Other forms of workplace retaliation could be pay cuts, demotions or unwillingness to promote, unexpected negative performance reviews, cutting hours, being moved to less desirable projects or even being fired. Often, employees face workplace retaliation from reporting sexual or other harassment, discrimination or other ways of being treated unfairly in the workplace.
COVID-19 Workplace Retaliation
Some employees are afraid of retaliation if they refuse to return to work due to concerns about the virus. If several coworkers feel the same or feel the employer isn't providing safety measures, they can approach the employer with their concerns. The employees could also file a complaint with the federal Occupational Health and Safety Administration (OSHA) since employers can't retaliate against employees for reporting to OSHA. If an employee's health condition puts them more at risk when returning to work, they may be protected under the Americans with Disabilities Act (ADA). Otherwise, if the employee is unable to return to work due to childcare challenges (such as an unopen daycare), they may qualify for paid family leave.
Learn more about the federal Families First Coronavirus Response Act: https://www.dol.gov/agencies/whd/pandemic
National Law Review is reporting that more employer lawsuits and claims are cropping up in response to the lack of COVID-19 safety precautions in the workplace, discrimination and workplace retaliation. Some states, such as Colorado, have passed legislation to protect employees from retaliation due to unsafe working conditions related to COVID-19.
Speaking out Against Racism Retaliation
Also notable are the concerns about speaking out against racism or participating in Black Lives Matter protests. One concern is if employees speak out against their own employers or otherwise shed light on racism in the workplace.
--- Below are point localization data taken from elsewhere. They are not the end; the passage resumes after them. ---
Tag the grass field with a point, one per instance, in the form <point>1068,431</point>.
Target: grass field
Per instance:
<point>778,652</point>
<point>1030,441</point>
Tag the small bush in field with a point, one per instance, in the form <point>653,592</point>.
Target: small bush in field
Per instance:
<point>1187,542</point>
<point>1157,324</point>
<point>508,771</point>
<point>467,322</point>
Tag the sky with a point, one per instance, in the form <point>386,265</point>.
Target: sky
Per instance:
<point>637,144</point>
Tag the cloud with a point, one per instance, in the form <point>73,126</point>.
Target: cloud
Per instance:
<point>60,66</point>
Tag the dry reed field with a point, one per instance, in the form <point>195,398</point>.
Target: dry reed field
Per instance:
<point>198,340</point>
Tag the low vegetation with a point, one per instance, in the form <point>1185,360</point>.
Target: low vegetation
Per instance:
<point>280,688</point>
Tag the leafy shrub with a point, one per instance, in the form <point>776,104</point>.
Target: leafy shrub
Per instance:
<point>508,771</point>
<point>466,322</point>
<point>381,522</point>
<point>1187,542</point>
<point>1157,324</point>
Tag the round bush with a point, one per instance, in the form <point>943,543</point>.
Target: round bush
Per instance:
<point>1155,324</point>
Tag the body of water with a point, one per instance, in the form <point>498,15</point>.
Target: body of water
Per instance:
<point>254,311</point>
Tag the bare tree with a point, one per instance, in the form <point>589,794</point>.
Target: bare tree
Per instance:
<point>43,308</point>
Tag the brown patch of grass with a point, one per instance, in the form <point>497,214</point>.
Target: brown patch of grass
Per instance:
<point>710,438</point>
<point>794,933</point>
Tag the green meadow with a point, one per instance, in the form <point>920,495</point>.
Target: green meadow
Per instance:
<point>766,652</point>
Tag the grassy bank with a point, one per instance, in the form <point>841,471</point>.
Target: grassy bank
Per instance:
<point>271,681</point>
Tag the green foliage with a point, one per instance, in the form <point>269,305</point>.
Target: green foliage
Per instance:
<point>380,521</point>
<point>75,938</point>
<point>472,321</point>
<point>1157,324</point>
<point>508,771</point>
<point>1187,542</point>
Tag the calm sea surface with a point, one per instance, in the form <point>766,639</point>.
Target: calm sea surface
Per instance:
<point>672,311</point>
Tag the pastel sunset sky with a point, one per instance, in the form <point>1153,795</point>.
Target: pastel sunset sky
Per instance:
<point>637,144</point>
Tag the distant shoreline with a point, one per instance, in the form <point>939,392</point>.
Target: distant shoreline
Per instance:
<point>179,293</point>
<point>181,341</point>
While many employers may have social media policies that urge employees not to share information that could be harmful to the business, individuals may be protected when speaking out or "whistleblowing" complaints against illegal activity by their employers. Complaining about harassment or discrimination is a "protected activity" according to the EEOC Enforcement Guidance on Retaliation and Related Issues. Some employers must also consider if arrests for protesting can be used against an applicant during a background check.
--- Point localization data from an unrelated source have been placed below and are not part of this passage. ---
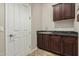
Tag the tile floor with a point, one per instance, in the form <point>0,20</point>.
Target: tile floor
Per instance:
<point>40,52</point>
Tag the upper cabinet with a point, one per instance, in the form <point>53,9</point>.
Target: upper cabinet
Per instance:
<point>63,11</point>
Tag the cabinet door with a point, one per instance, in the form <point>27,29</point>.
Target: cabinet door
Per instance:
<point>69,46</point>
<point>55,44</point>
<point>69,10</point>
<point>57,12</point>
<point>46,41</point>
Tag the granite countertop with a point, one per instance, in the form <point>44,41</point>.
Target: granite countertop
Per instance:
<point>65,33</point>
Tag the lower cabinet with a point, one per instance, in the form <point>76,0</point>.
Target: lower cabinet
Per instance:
<point>55,44</point>
<point>63,45</point>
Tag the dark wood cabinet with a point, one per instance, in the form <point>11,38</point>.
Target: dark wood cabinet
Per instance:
<point>59,44</point>
<point>63,11</point>
<point>57,12</point>
<point>69,46</point>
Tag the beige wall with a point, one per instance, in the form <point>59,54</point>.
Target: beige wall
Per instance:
<point>1,29</point>
<point>36,22</point>
<point>48,24</point>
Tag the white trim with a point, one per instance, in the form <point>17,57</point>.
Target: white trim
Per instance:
<point>32,50</point>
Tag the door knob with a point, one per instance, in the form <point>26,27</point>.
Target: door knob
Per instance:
<point>11,35</point>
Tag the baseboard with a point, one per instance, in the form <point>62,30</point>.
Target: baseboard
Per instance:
<point>32,51</point>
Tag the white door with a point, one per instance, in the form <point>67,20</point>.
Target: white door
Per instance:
<point>18,29</point>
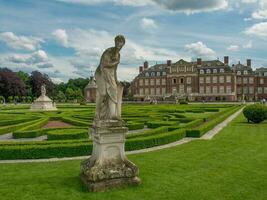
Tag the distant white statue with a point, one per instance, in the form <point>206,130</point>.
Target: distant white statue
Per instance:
<point>43,90</point>
<point>109,89</point>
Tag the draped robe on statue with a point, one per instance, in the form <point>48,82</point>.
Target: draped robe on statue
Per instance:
<point>109,91</point>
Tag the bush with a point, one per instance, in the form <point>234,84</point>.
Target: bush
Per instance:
<point>255,113</point>
<point>67,134</point>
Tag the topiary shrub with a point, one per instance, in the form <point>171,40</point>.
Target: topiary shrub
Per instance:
<point>255,113</point>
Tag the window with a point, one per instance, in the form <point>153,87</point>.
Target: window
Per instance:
<point>239,90</point>
<point>214,79</point>
<point>152,91</point>
<point>208,79</point>
<point>201,79</point>
<point>214,89</point>
<point>221,89</point>
<point>141,91</point>
<point>239,80</point>
<point>189,89</point>
<point>208,89</point>
<point>163,90</point>
<point>251,80</point>
<point>188,80</point>
<point>245,90</point>
<point>201,90</point>
<point>174,90</point>
<point>157,91</point>
<point>221,79</point>
<point>228,90</point>
<point>146,82</point>
<point>228,79</point>
<point>251,90</point>
<point>181,88</point>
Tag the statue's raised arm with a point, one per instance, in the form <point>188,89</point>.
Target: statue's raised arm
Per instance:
<point>109,92</point>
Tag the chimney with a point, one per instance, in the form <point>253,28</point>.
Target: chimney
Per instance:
<point>145,65</point>
<point>140,69</point>
<point>249,62</point>
<point>199,61</point>
<point>169,63</point>
<point>226,60</point>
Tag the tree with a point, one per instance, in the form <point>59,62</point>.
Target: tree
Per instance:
<point>11,84</point>
<point>37,79</point>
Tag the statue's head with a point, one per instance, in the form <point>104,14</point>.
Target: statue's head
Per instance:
<point>119,41</point>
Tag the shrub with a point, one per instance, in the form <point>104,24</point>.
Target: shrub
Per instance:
<point>67,134</point>
<point>255,113</point>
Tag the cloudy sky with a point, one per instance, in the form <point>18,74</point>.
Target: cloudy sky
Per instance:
<point>65,38</point>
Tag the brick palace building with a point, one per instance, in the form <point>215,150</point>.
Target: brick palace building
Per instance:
<point>211,80</point>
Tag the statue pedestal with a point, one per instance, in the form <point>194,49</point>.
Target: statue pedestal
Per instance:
<point>108,166</point>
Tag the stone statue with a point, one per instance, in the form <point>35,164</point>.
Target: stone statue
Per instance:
<point>108,166</point>
<point>109,89</point>
<point>43,90</point>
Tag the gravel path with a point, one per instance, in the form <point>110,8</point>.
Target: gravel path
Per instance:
<point>209,135</point>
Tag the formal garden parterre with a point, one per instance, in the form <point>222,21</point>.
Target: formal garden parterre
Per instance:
<point>149,125</point>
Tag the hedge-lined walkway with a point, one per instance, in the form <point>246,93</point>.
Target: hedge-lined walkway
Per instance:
<point>209,135</point>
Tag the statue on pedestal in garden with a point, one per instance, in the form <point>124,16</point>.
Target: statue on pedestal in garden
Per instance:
<point>108,167</point>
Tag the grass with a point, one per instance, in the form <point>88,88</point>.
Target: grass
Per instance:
<point>230,166</point>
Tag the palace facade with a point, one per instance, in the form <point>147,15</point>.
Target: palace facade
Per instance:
<point>211,80</point>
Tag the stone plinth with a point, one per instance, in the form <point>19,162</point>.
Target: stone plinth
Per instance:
<point>108,166</point>
<point>43,103</point>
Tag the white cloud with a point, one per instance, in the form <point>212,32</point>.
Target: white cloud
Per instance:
<point>61,37</point>
<point>34,58</point>
<point>20,42</point>
<point>247,45</point>
<point>258,30</point>
<point>148,23</point>
<point>199,49</point>
<point>233,48</point>
<point>188,6</point>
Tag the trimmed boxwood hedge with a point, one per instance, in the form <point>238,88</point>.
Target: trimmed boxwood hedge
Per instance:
<point>67,134</point>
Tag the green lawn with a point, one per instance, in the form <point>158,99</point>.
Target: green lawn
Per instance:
<point>233,165</point>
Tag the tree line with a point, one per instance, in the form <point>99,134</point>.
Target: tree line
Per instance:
<point>22,87</point>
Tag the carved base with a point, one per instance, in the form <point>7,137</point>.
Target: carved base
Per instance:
<point>108,166</point>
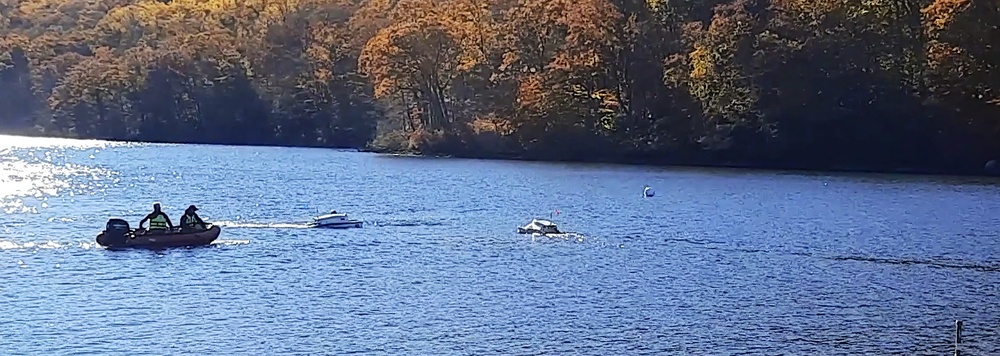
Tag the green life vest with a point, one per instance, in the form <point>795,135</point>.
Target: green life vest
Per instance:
<point>158,222</point>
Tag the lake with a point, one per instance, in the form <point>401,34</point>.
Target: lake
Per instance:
<point>719,262</point>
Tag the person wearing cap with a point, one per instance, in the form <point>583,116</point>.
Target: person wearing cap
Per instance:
<point>159,222</point>
<point>191,222</point>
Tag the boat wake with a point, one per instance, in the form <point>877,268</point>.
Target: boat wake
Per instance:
<point>565,236</point>
<point>45,245</point>
<point>253,225</point>
<point>13,246</point>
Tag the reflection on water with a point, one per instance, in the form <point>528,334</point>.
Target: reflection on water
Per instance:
<point>719,262</point>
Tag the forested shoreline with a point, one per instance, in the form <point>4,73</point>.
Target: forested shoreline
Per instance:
<point>839,84</point>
Employers and employees are advised to consider federal and state laws, as well as the employment contract, to determine if disparaging a business is protected or could land the employee in court for defamation.
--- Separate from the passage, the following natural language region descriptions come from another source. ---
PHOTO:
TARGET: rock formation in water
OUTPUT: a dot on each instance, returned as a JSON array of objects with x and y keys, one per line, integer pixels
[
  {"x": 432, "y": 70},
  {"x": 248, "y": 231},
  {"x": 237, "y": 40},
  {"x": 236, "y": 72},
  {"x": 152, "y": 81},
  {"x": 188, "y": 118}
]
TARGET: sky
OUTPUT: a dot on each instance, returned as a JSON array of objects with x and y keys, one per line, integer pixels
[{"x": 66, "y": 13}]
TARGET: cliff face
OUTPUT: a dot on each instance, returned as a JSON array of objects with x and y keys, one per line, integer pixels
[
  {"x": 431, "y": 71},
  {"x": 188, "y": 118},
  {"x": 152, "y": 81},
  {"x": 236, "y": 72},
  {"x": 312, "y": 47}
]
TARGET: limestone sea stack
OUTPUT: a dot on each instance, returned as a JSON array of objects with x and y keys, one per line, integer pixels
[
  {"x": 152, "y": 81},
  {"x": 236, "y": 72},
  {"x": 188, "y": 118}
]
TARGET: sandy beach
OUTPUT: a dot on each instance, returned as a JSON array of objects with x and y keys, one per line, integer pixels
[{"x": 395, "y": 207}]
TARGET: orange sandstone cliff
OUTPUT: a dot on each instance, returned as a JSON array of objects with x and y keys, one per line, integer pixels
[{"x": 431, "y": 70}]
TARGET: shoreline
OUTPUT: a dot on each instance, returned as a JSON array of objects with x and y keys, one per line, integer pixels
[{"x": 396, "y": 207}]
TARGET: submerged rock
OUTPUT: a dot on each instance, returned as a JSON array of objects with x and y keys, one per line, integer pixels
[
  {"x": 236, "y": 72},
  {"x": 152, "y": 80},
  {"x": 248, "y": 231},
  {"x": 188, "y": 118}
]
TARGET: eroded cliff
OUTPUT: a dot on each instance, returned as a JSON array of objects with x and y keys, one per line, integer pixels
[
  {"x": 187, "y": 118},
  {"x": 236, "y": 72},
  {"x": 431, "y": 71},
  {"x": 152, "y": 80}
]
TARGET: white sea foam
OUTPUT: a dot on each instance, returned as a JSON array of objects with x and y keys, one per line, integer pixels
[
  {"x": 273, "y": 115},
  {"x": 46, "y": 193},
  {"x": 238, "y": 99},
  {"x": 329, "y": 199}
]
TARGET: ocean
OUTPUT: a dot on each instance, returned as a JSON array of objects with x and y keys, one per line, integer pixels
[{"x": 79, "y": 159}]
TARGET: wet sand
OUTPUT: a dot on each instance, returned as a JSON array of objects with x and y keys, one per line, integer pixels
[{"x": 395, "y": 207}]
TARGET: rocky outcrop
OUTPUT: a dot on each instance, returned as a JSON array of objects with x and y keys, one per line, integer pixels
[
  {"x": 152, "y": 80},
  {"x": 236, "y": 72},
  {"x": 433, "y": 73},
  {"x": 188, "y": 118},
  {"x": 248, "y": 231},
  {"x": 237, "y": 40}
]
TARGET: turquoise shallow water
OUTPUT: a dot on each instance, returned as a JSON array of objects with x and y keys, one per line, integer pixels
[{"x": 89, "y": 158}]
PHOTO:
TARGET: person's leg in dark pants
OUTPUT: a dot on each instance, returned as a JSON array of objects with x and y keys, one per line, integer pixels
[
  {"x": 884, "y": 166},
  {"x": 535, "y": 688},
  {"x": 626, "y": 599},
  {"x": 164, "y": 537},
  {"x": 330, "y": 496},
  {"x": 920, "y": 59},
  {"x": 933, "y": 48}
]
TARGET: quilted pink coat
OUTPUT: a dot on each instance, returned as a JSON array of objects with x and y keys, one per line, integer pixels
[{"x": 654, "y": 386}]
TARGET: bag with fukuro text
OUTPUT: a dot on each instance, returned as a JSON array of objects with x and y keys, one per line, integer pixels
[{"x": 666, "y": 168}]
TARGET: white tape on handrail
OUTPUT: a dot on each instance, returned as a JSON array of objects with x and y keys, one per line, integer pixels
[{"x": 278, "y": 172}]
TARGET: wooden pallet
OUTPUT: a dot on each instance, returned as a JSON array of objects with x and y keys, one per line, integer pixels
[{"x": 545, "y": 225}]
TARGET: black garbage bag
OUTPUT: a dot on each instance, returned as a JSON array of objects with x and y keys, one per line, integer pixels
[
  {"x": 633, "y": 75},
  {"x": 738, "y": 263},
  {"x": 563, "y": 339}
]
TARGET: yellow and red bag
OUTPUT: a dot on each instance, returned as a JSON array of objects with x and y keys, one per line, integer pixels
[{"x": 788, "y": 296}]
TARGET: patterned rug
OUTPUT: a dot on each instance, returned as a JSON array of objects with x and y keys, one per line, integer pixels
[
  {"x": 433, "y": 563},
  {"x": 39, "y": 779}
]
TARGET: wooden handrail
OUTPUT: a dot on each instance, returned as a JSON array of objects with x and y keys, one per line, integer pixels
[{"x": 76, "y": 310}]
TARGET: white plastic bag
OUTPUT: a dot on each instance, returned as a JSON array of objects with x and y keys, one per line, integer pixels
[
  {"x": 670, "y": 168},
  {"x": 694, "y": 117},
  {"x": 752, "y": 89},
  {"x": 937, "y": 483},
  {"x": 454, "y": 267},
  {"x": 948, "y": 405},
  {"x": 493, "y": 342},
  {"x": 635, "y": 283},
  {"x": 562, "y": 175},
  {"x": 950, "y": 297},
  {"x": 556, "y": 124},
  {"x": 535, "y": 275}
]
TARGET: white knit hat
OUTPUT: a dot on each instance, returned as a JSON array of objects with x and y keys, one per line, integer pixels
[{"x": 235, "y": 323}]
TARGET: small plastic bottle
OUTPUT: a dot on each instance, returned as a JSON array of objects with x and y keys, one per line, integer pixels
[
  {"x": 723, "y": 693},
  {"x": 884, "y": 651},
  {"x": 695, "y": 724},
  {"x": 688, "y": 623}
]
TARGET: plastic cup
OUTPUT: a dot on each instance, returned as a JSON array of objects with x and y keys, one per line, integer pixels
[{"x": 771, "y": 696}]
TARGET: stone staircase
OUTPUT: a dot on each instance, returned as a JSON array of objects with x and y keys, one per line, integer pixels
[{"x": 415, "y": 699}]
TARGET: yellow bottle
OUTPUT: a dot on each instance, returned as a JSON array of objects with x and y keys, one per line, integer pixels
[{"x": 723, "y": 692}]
Learn more Facts About Retaliation from the EEOC: https://www.eeoc.gov/facts-about-retaliation
In general, the EEOC and other federal regulations can protect employees from workplace retaliation. Human resources can also establish policies against discrimination and retaliatory actions, including ways to report complaints and how to document any actions that are harmful after the fact. Most of the time, the onus is on employees to establish a link and pattern of retaliation. HR can work with the employee as well as their employment attorney to ensure the case is handled with care.